7ª tarefa: Perguntar sobre os mistérios
Na 7ª tarefa aprendemos que devemos respeitar o nosso tempo e os nossos ciclos. "À medida que passa por eles, ela compreende cada vez mais esses ritmos femininos interiores". A compreensão virá à medida que houver o amadurecimento apropriado para isso. Não fazer nenhuma pergunta é arriscado, mas perguntar demais também é.

8ª tarefa: De pé nas quatro patas
Quando a mulher chega a esse ponto ela já conseguiu deixar a ingenuidade e a inocência para trás, a mãe-boa-demais não lhe protege mais, ela aprendeu a lidar com as diversidades da vida com força e sem lamentações. Agora ela vê a vida através deste novo enfoque.

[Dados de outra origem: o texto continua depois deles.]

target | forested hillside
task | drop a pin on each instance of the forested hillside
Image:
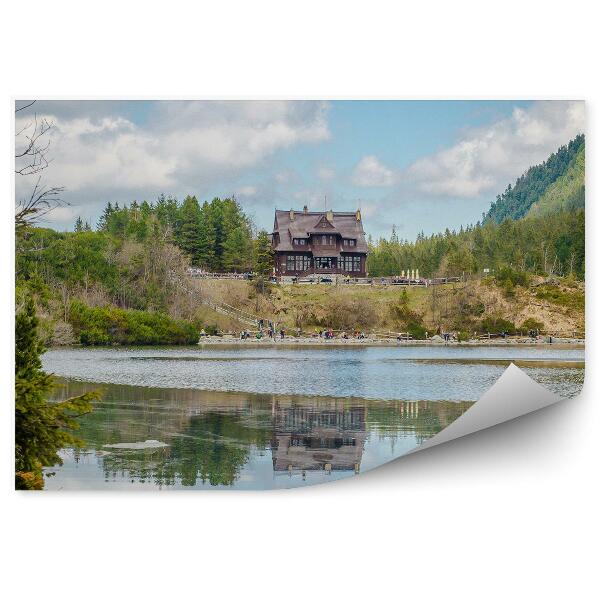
(216, 235)
(567, 192)
(517, 200)
(550, 241)
(121, 284)
(546, 245)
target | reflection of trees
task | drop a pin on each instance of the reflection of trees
(215, 446)
(212, 435)
(423, 419)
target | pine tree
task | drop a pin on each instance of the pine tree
(263, 255)
(41, 428)
(188, 230)
(206, 238)
(236, 251)
(104, 217)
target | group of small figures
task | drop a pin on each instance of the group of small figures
(329, 334)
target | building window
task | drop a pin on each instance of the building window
(298, 263)
(322, 262)
(350, 264)
(324, 240)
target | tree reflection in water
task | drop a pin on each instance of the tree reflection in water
(213, 436)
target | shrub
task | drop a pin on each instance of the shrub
(105, 325)
(416, 331)
(531, 323)
(346, 312)
(497, 325)
(508, 278)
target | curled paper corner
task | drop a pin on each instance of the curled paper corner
(513, 395)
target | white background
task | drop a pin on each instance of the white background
(507, 513)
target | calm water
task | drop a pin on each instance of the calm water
(260, 418)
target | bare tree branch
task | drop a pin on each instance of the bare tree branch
(38, 205)
(31, 158)
(26, 106)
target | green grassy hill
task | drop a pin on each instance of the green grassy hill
(567, 192)
(551, 177)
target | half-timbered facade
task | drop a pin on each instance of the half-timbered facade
(308, 242)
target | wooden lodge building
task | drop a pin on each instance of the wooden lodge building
(307, 243)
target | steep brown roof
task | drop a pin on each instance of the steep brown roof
(344, 223)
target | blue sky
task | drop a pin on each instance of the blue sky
(415, 165)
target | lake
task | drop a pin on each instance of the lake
(263, 418)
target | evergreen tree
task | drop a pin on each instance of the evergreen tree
(206, 238)
(103, 221)
(188, 230)
(236, 250)
(41, 428)
(263, 255)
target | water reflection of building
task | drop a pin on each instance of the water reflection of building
(327, 436)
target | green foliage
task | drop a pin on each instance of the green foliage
(509, 276)
(216, 236)
(41, 428)
(263, 255)
(531, 323)
(553, 243)
(550, 241)
(574, 299)
(108, 324)
(516, 201)
(406, 319)
(567, 192)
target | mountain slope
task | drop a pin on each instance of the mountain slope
(516, 201)
(567, 192)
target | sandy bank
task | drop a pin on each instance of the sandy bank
(320, 342)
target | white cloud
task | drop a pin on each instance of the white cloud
(487, 158)
(325, 173)
(369, 172)
(247, 190)
(183, 144)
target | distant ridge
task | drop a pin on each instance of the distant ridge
(556, 184)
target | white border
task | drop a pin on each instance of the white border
(510, 512)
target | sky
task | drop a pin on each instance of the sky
(412, 165)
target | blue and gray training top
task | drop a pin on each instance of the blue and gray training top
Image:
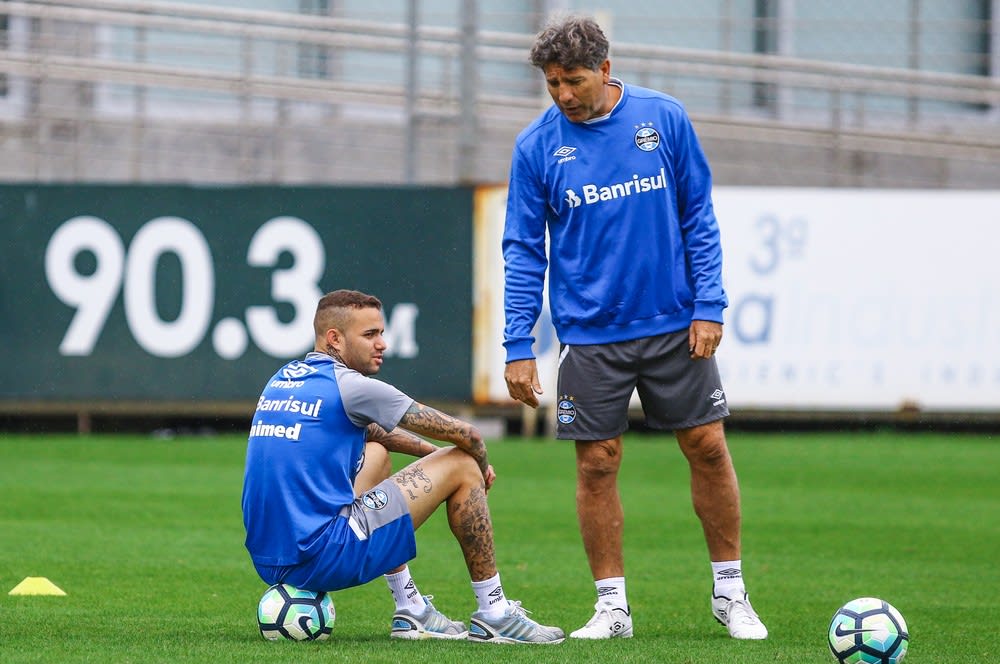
(306, 446)
(626, 200)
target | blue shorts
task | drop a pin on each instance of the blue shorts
(369, 537)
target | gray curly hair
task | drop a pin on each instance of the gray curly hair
(570, 42)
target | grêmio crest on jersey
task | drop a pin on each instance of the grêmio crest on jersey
(646, 138)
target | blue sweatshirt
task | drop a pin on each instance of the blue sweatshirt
(634, 243)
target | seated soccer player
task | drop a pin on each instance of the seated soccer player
(322, 511)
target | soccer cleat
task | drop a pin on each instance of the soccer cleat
(429, 624)
(738, 617)
(609, 622)
(514, 626)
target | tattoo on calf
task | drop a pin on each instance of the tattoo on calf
(470, 521)
(413, 480)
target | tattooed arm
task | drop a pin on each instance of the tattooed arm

9ª tarefa: Reformular a sombra
Quando Vasalisa finaliza a 8ª tarefa ela está pronta para finalizar a sua iniciação, é o momento em que ela se torna mulher e pode deixar morrer o que precisa morrer. "Ela já pode usar à vontade sua visão, audição, olfato e gosto, e é dona do seu próprio Self". 
No entanto, agora que ela está em posse dos seus poderes, tudo que ela ver e sentir é necessário que ela faça o que deve ser feito a respeito. O que é visto não pode ser desvisto. A partir de então se torna também necessário um cuidado mais que especial com as pessoas que a rodeiam, principalmente os mestres que escolhe, para que ela possa viver plenamente com os "seus poderes", caso contrário ela irá definhar e voltará para a normalidade.

Agora, de posse da intuição completa, não é mais necessário fazer escolhas conforme o menu, é possível pensar um pouco mais e fazer a pergunta para a alma: "estou com fome de quê?"